The wasteful opulence that characterizes the middle and upper classes of Western industrialized nations was created by colonizing and plundering the Global South. Between 1850 and 2002 these aggressive nations emitted more than three times more greenhouse gases than the victims of their racist colonialism. But who will pay the heaviest price for climate change? Predictably it will be those who have done the least to cause it and who have are already suffered the most from capitalism’s scramble for ‘growth’. More frequent and more violent storms are destroying crops, rising sea levels are threatening flood and ruin, heat and humidity is set to render life in some areas intolerable.

The most basic consideration of justice dictates that reparations must be made by the wealth hoarders so that exploited regions get resources to mitigate the existing damage and to plan for a sustainable future.  But a cursory look at what the economic overlords of the wealthiest nations are doing right now, through the International Monetary Fund and the World Trade Organization, indicates that they don’t even remotely care about paying the enormous debt they owe to the Global South. Through conditionality linked to ‘aid’ they are vigorously: deterring socialized health care and social security; disallowing protections for domestic industries and their workers; and ruthlessly enforcing unjust debt repayment. This commitment to the bullying tactics of neo-liberalism offers little hope that they will take climate reparations seriously.
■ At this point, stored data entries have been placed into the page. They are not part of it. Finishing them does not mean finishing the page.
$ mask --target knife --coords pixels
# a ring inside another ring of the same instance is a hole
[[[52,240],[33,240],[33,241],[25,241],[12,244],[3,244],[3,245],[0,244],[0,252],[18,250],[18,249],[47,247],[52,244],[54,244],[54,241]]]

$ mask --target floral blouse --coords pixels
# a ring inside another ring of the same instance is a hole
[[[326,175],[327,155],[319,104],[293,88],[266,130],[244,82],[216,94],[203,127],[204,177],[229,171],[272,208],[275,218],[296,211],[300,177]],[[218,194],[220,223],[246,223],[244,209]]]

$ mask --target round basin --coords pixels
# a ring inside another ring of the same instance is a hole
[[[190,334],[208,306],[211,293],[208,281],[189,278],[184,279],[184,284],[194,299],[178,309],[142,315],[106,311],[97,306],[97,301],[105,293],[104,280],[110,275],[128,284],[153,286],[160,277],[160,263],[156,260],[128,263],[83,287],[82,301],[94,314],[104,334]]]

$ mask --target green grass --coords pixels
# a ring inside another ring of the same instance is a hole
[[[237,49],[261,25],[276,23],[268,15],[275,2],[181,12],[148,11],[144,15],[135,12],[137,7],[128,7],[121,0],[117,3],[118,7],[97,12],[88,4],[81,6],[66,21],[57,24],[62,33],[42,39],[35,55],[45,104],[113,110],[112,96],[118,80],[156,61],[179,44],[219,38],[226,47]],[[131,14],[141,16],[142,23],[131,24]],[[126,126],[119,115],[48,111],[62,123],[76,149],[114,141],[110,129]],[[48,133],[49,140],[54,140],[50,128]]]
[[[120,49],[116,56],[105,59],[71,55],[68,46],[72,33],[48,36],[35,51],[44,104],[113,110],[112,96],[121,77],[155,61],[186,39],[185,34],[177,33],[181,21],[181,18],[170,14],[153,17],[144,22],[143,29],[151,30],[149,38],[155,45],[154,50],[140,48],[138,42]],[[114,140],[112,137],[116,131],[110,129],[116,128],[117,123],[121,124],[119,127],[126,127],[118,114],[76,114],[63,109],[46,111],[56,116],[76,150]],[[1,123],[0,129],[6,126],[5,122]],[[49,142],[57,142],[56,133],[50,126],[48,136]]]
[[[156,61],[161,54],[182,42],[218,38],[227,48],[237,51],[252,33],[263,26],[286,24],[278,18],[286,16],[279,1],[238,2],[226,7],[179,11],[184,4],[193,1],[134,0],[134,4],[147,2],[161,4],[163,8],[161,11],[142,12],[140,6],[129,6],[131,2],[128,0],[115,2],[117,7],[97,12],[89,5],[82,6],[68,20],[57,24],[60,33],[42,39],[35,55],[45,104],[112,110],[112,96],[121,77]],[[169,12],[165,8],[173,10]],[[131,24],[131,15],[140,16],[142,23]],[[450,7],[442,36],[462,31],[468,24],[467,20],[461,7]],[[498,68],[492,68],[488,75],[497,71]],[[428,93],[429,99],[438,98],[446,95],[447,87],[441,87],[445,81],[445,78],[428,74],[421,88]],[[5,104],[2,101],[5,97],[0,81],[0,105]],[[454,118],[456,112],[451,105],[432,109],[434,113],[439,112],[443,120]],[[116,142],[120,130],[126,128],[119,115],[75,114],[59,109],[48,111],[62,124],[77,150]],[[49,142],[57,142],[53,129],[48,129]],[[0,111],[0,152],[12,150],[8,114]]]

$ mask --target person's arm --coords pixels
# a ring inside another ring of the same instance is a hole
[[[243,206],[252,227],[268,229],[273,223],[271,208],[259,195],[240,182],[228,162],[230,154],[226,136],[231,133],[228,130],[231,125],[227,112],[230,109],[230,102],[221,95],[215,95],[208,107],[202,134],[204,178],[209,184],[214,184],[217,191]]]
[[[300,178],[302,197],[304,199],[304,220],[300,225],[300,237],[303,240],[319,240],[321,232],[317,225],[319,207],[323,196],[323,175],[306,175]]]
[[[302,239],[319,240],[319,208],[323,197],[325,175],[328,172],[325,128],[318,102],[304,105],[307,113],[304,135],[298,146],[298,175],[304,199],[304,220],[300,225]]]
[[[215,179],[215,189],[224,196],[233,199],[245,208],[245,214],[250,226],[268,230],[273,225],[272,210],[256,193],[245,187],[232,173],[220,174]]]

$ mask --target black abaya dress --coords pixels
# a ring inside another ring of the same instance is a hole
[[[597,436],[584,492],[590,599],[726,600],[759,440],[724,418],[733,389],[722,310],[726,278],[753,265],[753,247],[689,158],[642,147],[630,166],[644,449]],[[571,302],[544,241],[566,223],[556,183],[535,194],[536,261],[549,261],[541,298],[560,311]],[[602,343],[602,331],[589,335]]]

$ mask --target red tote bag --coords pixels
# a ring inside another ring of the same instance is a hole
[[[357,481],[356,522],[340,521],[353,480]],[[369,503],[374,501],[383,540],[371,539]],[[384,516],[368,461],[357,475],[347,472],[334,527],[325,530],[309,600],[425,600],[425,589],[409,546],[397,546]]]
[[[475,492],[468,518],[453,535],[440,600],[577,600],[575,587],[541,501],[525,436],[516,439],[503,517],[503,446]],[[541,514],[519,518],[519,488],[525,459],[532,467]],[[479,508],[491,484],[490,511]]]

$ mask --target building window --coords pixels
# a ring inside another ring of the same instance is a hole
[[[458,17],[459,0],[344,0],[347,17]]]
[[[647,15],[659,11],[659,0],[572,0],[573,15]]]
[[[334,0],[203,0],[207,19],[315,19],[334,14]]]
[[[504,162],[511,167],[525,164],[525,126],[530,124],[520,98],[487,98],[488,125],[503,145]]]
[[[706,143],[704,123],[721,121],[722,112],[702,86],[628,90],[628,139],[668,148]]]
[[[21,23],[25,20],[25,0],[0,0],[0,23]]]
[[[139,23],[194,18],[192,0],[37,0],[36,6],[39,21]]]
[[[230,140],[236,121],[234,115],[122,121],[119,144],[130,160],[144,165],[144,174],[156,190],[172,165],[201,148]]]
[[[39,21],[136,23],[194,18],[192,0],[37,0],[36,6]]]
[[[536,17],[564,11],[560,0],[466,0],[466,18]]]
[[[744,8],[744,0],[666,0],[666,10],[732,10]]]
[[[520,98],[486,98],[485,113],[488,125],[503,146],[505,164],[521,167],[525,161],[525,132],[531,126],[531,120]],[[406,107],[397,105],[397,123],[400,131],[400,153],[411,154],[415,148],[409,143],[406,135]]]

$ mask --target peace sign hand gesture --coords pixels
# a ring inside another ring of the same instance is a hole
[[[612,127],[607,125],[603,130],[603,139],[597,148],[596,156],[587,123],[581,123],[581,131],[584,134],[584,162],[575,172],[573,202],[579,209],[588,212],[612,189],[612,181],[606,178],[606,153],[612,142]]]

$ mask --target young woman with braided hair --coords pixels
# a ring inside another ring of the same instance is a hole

 If the powerful intend to pay only lip-service at best to climate reparations what can we do? Whilst the ACG advocates a revolutionary democratic restructuring of society, we are not deluded. This won’t happen quickly enough to address the imminent effects of climate injustice. Nevertheless, in bringing pressure to bear on those who hold the power, revolutionary tactics are relevant. The concept of racist environmental injustice was put on the political map of the world’s most powerful economy forty years ago when a Black community in North Carolina rebelled against a toxic dump being placed amongst them (https://www.washingtonpost.com/climate-environment/interactive/2021/environmental-justice-race/). This kind of action offers a model for challenging the power of the wealthy. It is right to protest at COP 26 but it will achieve little. Grass-roots collective action in communities and workplaces has revolutionary potential because it is rooted in true democracy. It threatens the elites and at the moment pressure from below is our only realistic option.